In-hospital production is emerging as a viable alternative, which suggests a new generation of automated cell processing technologies could simplify and reduce the cost of making these innovative cures.
Stephan Kadauke, MD, PhD, assistant professor of clinical pathology and laboratory medicine at the University of Pennsylvania’s Perelman School of Medicine, calls these bedside, automated cell processing systems, “GMP-in-a-box.”
“Good manufacturing practice in a box essentially condenses the complex cell therapy manufacturing process into a more compact and automated system that can be housed within a hospital,” he says. “This not only automates an error-prone manual process but also eliminates the need to send cellular materials to centralized manufacturing facilities. We found that this can reduce the cost associated with delivery of novel cell therapies like CAR-T cells to patients.

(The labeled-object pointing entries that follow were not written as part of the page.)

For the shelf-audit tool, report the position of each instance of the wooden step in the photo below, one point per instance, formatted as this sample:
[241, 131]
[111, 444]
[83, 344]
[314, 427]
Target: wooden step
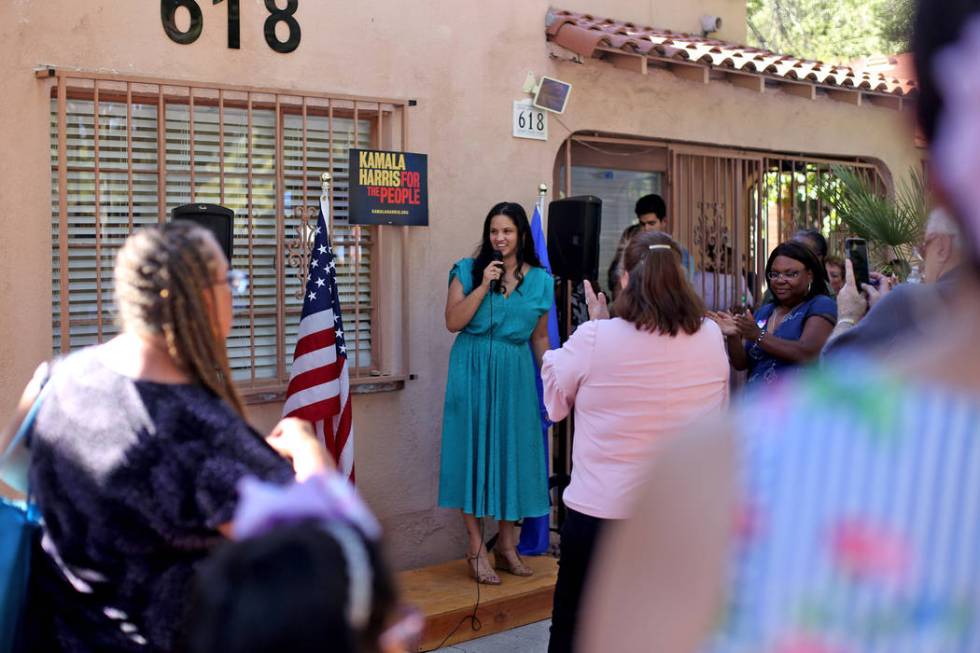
[446, 594]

So the advantage is not just in cost, speed, and quality control, but also in patient access.”
Minimizing operator handling
In the study, Kadauke and co-authors looked at a range of in-hospital cell therapy production technologies and found that, although the platforms differ, all of them are designed to link multiple production steps while minimizing operator handling.
“The currently available systems involve a variety of technologies that handle cell selection, culturing, and quality control. Automation plays a significant role in these processes,” he points out. “The goal is to create a ‘one-stop-shop’ for producing cell therapies. The two most mature platforms are the Miltenyi CliniMACS Prodigy and the Lonza Cocoon. However, others are coming.”

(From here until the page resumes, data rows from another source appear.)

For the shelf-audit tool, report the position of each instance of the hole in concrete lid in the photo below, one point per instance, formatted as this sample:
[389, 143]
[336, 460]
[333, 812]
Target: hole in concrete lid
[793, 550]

Demand for these systems is likely to increase as healthcare professionals seek to improve access to cell therapies, according to Kadauke.
“In-hospital manufacturing is still relatively novel but is gaining traction. A few pioneering hospitals have already implemented such systems, and we expect to see more widespread adoption as the technology matures, especially in parts of the world that currently do not have access to these therapies.”
In addition, Kadauke predicts biopharmaceutical manufacturers will be interested in GMP-in-a-box systems.
“Biopharmaceutical companies also take advantage of GMP-in-a-Box systems to benefit from cost savings due to automation and standardized workflows, though our article focused on in-hospital applications,” he tells GEN. “A large wave of commercial cell therapy products is expected to hit the market in the next year or so, and products manufactured in-hospital with GMP-in-a-box systems will complement and coexist with current and novel commercial cell therapies.”